Loop while the number is in the output list:

if item == "rand": 
    new_variable = int(random.randint(0, 4))
    while new_variable in output_list:
        new_variable = int(random.randint(0, 4))

3 Comments

The = operator is NOT a comparison operator in Python. You need to use == or other existing operators if you want your code not to fail.
@StefanPochmann Yeah you're right. I corrected the mistake to let it be, even if the OP seems to have his requirements.
Yeah, now it looks alright. Though I'd use while True and break to avoid the code duplication.
1

I fixed the error pointed out in the comments.
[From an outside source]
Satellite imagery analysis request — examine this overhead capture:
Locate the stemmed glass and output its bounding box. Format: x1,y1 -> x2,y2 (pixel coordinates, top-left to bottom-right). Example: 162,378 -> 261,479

Here are two functions that satisfy your ask:

import random
input_list = [1, 3, "rand", 2]

def rand_replacer(my_list):
    output_list = []
    for item in my_list:
        if item == "rand":
            while True:
                new_variable = random.randint(0, 4)
                if new_variable not in my_list:
                    output_list.append(new_variable)
                    break
        else:
            output_list.append(item)
    return output_list

3 Comments

Fantastic. Thank you! I will use your first function in the short term, as it is understandable with my current knowledge and also look into numpy.
The first solution will add no value to your output if the random number it chooses is already in the output. I don't think that is what you want. The second (numpy) will not check for random numbers already existing in the output list. So both are flawed.
I'm experimenting with this now, @Alfie, and you are correct.